There has been a slight increase in the average interest rate charged on new mortgages issued in August despite falling rates elsewhere in the Eurozone, according to the latest figures from the Central Bank.
At 2.99%, the rate is up from 2.98% in July. Meanwhile average rates in the Eurozone fell by 0.06% to a new series low of 1.48%.
Recent figures from the Banking and Payments Federation Ireland show that the average first-time buyer mortgage in Ireland is around €225,000. This means a first-time buyer in Ireland who takes out a mortgage of this size over 30 years is paying on average over €173 more each month or almost €2,100 a year.
The Irish rate is down only two basis points since the start of the year, compared to over 30 basis points in the Eurozone and many advertised rates not available to the average buyer.

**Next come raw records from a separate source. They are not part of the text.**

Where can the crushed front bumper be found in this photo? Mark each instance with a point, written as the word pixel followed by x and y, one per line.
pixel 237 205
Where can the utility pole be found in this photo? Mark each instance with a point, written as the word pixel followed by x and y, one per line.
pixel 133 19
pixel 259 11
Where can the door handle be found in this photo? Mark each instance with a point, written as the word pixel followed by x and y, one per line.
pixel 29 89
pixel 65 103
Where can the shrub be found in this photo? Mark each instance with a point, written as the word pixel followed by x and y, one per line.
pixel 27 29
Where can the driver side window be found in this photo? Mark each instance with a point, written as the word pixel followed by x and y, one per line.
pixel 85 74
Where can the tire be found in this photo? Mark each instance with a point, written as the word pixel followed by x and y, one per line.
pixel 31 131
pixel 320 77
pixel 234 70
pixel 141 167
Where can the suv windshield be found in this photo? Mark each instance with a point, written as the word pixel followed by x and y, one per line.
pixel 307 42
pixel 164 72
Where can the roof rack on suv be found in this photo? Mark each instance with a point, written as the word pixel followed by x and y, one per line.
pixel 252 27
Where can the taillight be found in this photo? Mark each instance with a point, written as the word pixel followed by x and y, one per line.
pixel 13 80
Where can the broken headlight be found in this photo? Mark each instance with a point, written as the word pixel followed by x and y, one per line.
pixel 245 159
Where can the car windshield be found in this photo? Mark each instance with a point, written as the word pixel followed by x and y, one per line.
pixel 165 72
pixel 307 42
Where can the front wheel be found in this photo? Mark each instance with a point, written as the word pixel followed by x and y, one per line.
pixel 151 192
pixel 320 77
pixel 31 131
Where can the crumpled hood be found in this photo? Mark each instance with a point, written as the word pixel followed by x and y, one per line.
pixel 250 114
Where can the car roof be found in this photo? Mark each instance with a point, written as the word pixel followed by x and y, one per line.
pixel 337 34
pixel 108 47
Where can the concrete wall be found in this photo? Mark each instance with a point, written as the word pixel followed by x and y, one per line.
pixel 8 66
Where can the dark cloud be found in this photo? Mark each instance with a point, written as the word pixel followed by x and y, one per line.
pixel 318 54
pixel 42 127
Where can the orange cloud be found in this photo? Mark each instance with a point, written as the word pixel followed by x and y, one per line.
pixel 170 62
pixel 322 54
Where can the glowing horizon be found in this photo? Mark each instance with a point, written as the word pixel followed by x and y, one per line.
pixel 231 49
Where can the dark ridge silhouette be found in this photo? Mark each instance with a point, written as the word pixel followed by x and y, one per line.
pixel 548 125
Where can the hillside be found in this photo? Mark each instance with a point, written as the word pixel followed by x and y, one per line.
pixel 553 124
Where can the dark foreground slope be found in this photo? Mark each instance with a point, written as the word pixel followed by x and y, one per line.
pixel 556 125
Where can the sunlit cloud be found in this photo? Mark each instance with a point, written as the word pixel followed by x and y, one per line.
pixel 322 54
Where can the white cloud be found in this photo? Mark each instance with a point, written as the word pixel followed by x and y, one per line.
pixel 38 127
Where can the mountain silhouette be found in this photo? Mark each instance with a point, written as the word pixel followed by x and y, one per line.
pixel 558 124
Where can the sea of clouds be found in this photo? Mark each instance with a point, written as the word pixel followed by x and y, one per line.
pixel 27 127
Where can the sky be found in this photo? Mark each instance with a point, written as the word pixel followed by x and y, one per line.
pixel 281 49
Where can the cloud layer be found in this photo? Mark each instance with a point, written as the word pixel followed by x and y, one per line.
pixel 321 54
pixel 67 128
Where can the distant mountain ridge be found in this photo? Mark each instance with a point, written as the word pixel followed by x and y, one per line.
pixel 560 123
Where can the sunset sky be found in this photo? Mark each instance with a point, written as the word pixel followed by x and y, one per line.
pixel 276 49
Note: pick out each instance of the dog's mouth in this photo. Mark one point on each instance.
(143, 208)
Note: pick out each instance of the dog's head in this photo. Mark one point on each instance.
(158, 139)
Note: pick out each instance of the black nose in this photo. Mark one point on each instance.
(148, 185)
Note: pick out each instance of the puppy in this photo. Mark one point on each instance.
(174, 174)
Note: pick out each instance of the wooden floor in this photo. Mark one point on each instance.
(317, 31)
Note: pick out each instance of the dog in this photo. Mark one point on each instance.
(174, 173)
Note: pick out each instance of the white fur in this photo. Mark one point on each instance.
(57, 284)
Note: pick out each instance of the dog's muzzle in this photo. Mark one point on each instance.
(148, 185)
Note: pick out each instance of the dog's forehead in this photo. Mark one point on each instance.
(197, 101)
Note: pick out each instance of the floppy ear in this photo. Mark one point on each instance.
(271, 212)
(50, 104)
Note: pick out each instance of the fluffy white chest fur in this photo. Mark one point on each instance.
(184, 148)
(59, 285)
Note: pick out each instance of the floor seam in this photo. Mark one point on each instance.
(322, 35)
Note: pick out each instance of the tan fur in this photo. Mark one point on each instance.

Price comparison and consumer website, bonkers.ie say Irish consumers are being hit with double-whammy of higher-than-average mortgage rates and lower-than-average savings rates.
Commenting on the figures, Head of Communications at bonkers.ie, Daragh Cassidy said, "There is still a lack of competition in the Irish mortgage market as it remains heavily concentrated in the hands of a few main banks; namely AIB and Bank of Ireland, who have a duopoly-like grip on the market. And although competition has improved in recent times, it's still below where it needs to be and this is leading to higher rates. The issue around home repossessions, and the inability of banks to take back a loan that has gone bad, is also a factor."
He concluded, "You can’t help but feel Irish consumers are being shafted. As well as having to contend with some of the highest mortgage rates in the Eurozone, we’re also being hit with some of the lowest saving rates."